Officials and relatives laid flowers and gave offerings on the “Day of Remembrance”, once known as the “Day of Hatred”, and students performed a re-enactment of Khmer Rouge soldiers taking prisoners.
The 1975-79 ultra-Maoist regime killed a fifth of the population through execution, torture and starvation in a bid to turn Cambodia into a communist state. Dictator Pol Pot was toppled from power when Vietnam invaded the country in 1979.
“During my prayers, I said to those who were killed that nowadays the government cooperates with the Khmer Rouge court to try to find justice for all the victims so they might rest in peace,” Khmer Rouge era survivor Yi Kim Seur said at Choueung Ek, about 15 km (9 miles) outside the capital, Phnom Penh.
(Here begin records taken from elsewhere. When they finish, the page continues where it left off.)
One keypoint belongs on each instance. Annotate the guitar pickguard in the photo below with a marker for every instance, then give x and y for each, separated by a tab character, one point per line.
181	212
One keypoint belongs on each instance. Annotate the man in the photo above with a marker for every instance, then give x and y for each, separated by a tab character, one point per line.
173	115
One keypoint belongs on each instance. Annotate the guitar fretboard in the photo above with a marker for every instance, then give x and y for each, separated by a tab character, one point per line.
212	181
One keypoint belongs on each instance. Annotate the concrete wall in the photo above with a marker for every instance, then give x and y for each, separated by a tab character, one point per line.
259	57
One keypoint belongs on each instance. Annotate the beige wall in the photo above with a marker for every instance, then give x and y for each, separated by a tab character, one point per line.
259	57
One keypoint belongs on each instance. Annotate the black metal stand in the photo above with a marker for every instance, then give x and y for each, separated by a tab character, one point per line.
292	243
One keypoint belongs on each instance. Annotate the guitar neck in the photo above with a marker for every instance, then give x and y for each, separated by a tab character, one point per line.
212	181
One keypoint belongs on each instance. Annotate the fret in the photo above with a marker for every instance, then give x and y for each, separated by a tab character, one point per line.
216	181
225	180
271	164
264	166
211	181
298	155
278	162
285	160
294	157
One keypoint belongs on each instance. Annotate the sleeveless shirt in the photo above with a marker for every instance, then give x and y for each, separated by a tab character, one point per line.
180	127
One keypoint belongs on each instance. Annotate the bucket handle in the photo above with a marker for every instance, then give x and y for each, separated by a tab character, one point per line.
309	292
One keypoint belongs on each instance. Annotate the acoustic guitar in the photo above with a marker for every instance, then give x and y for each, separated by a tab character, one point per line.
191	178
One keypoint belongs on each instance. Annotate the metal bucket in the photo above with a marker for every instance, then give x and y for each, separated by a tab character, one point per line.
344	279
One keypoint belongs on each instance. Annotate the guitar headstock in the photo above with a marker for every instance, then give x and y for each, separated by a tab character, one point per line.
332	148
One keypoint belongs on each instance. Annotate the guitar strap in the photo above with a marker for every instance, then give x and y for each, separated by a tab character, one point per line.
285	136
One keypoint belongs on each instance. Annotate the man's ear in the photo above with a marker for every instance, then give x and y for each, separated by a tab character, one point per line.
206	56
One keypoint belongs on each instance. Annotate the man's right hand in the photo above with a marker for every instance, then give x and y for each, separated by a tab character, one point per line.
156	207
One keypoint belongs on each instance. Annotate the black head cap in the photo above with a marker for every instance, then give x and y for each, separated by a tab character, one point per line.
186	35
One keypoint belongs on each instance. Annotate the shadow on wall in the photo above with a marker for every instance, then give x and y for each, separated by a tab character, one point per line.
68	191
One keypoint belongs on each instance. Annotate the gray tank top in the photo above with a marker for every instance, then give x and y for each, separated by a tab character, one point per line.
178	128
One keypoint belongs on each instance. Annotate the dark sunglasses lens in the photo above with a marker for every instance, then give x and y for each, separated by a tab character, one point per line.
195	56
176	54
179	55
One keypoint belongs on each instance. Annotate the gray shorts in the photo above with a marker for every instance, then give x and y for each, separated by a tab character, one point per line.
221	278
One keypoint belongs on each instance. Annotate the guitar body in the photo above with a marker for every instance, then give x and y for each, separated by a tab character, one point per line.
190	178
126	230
A hybrid U.N.-Cambodian tribunal has reached verdicts in three high-profile cases since it was set up almost a decade ago but new cases have faced resistance.
Kaing Guek Eav, alias “Duch”, the head of the notorious Tuol Sleng prison where as many as 14,000 people were executed, received a life sentence in 2010.
Senior Khmer Rouge leaders Nuon Chea and Khieu Samphan have also been handed life sentences.